Fall 2016 (Volume 20, Issue II): 20th Anniversary Issue
Picasso made me tough and quick, and the world…
—Frank O’Hara, “Memorial Day 1950”
(with echoes of Whitman’s “Mannahatta”)
I happened to be asking for something
specific, whereupon, lo,
Van Gogh made me brazen and miniscule, and the wheat;
Warhol made me musical, and a shovel.
Buxtehude brooded me wondrous and bluish, and a bicycle;
Wagner—vaguer, a glacier.
Baudelaire made me impish and rhythmic, a decadence;
Chekhov, treacherous, and the Astro Dome.

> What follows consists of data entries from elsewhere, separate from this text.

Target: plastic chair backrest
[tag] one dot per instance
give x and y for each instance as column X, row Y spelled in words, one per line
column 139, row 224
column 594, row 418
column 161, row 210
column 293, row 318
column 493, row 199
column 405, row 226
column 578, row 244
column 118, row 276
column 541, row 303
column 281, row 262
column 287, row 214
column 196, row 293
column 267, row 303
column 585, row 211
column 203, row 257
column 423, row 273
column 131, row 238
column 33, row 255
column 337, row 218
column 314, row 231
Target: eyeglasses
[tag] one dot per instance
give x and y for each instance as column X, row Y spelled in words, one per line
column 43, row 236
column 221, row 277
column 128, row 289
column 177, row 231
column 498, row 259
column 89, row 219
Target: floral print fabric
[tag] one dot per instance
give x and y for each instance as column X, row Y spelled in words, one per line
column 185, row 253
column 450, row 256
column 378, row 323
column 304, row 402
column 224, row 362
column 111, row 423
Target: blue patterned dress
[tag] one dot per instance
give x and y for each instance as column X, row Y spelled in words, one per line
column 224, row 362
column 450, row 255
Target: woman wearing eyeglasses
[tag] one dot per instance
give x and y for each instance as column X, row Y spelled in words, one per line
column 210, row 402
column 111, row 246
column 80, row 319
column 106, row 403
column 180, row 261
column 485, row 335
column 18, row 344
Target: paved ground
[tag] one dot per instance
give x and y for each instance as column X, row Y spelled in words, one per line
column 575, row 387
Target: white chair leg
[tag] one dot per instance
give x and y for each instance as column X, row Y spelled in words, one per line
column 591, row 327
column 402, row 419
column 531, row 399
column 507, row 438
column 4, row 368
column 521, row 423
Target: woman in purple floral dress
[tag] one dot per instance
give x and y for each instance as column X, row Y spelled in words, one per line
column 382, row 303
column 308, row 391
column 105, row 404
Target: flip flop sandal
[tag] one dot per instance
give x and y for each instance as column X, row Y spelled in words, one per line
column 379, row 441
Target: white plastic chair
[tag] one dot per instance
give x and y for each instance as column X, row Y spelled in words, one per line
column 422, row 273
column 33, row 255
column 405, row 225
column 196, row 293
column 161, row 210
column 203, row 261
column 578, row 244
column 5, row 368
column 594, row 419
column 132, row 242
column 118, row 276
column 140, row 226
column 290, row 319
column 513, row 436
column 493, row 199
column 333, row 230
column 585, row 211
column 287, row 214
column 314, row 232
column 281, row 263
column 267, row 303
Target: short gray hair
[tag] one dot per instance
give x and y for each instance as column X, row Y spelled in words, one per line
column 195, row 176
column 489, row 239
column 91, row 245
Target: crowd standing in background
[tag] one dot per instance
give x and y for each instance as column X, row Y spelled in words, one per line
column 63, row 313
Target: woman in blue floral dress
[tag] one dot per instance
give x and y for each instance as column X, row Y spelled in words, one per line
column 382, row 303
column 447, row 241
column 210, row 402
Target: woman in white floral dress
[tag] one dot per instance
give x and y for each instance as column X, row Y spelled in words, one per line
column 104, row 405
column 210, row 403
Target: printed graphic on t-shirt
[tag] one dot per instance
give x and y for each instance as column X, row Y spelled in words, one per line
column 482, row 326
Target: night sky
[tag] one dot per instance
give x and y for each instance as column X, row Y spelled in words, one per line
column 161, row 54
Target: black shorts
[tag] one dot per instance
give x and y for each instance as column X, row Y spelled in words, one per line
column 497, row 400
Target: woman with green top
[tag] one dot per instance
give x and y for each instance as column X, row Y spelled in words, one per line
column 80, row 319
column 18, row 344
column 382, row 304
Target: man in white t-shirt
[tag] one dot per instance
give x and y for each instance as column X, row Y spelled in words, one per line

Thus I, beginning to see what there is
in a name—when
Baryshnikov turned me burly and duplicitous, and twenty pancakes,
and Duncan danced me drunk, wary of wavering neck wear.
Chaplin made me sleek, transcendental, a translator;
Wiessmuller, a ululator, a figurer of velocity and greed.
By now I was anticipating an upspring
of the aboriginal, but
- T. Barnum spurred me spiffy and perseverous, a museum;
F. L. Wright, timeless, and the prairie.
Finally, insanely, I was needing to unfurl, needing to become
unruly, and tho
Whitman had transformed me, transplanted me actually,
You made me local,
and a city!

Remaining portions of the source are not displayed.